Review of Building an Orchestra of Hope: How Favio Chávez Taught Children to Make Music from Trash

Building an Orchestra of Hope: How Favio Chávez Taught Children to Make Music from Trash Building an Orchestra of Hope: How Favio Chávez Taught Children to Make Music from Trash
by Carmen Oliver ; illus. by Luisa Uribe
Primary     Eerdmans    48 pp.         g
10/22     978-0-8028-5467-4     $18.99
e-book ed.  978-1-4674-6590-8    $18.99

Cateura, Paraguay: a town built on a landfill. Families survive by working as gancheros digging through mountains of trash in hopes of finding recyclable cardboard, plastic, and metal to resell. From this town, with the help in 2006 of Favio Chávez, an environmental engineer who was also a musician, comes a children’s orchestra using instruments made from the trash their homes are built upon: “oven trays, old drain pipes, door keys, metal forks and spoons, X-ray films, bottle caps, glue canisters, plastic buttons, paint cans.” While Oliver’s text centers Chávez (an outsider who is set up as a bit of a savior in the narrative), the artwork effectively positions the children of Cateura as the emotional focus of the story.

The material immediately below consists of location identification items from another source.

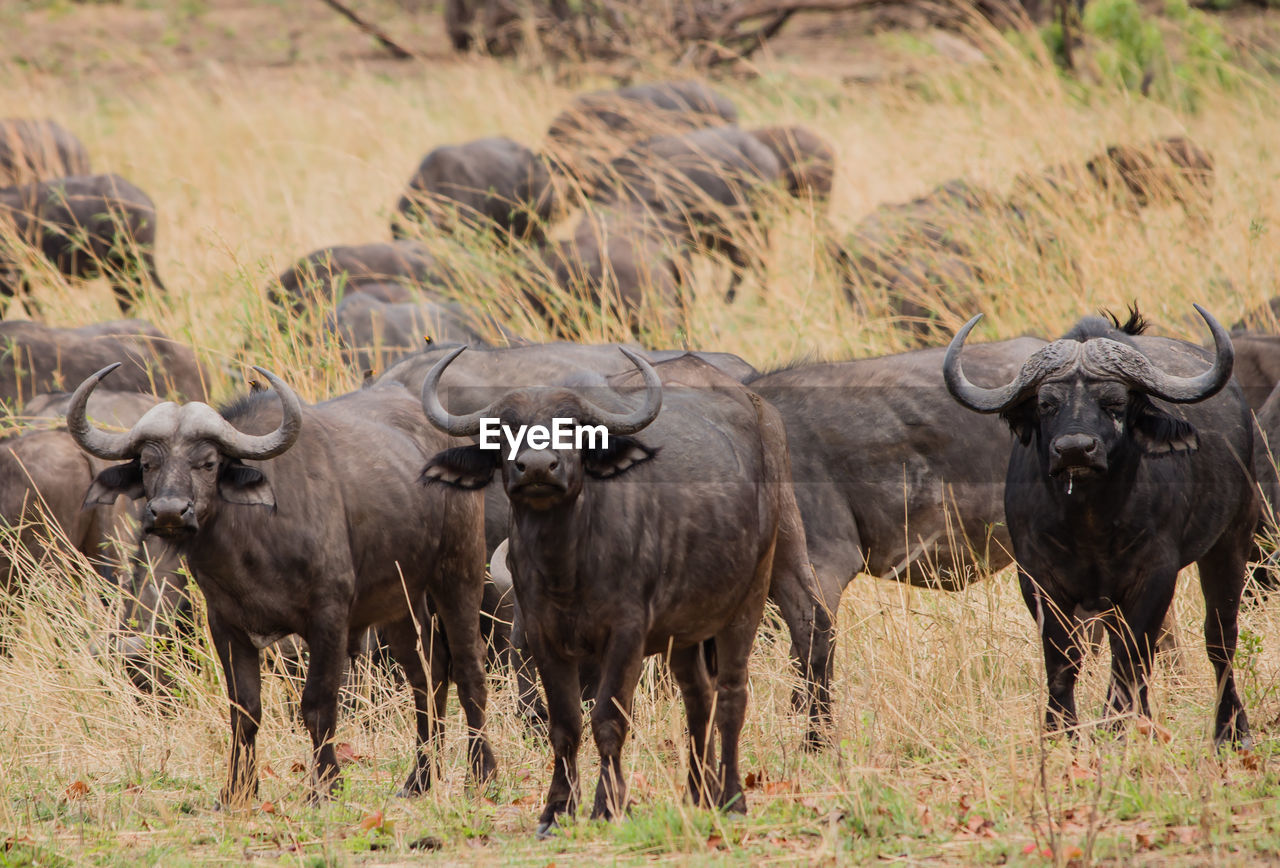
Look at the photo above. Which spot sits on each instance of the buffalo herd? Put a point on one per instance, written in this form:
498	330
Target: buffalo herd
568	510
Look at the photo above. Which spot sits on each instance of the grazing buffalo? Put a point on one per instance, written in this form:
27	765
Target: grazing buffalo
376	334
36	150
487	182
310	520
85	225
597	127
704	184
631	546
388	270
808	160
44	359
620	263
44	476
1130	461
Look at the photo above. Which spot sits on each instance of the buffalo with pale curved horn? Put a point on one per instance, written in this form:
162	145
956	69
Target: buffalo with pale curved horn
1130	461
310	520
661	538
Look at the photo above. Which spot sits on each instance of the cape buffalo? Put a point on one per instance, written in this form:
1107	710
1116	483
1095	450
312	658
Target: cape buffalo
389	270
705	184
44	359
376	334
36	150
808	160
85	225
1112	488
597	127
310	520
489	181
661	544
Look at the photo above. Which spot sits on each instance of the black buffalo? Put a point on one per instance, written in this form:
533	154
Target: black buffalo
488	182
310	520
597	127
389	270
36	150
658	544
85	225
45	359
1130	462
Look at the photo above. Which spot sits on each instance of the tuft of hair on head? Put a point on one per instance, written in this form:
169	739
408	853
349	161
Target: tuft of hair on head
1136	324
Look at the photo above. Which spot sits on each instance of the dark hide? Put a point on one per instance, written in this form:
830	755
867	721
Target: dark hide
85	225
488	182
33	150
36	357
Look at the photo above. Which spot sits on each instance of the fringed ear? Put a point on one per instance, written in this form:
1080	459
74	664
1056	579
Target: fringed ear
1159	433
1022	419
465	466
245	485
620	456
112	483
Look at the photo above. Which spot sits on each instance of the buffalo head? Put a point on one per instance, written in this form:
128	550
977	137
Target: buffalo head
536	473
1086	400
182	458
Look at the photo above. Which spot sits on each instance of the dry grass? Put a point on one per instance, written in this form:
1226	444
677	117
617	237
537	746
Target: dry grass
938	695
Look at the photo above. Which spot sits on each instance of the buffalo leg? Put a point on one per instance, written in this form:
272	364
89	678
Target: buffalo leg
328	644
565	729
429	693
457	598
620	674
243	677
1221	583
812	625
1063	653
1133	643
689	666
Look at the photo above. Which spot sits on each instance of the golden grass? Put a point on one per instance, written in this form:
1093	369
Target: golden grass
938	695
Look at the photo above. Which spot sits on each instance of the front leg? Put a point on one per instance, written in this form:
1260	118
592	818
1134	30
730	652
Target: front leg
242	674
327	639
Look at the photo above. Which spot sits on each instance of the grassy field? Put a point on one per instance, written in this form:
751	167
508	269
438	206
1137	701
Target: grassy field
938	753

Uribe’s digital art is warm and inviting; ­ever-present sunshine seems to flood the outdoor setting, highlighting the musicians and their remarkable instruments. “‘The world sends us garbage,’ Favio says. ‘We send back music.’” An inspiring picture book that demonstrates how environmentalism and the arts can unite to bring joy to an entire community. Back matter includes further details about Chávez and the Recycled Orchestra of Cateura as well as a bibliography that helpfully includes links to videos where readers can see and hear the orchestra perform.

From the September/October 2022 issue of The Horn Book Magazine.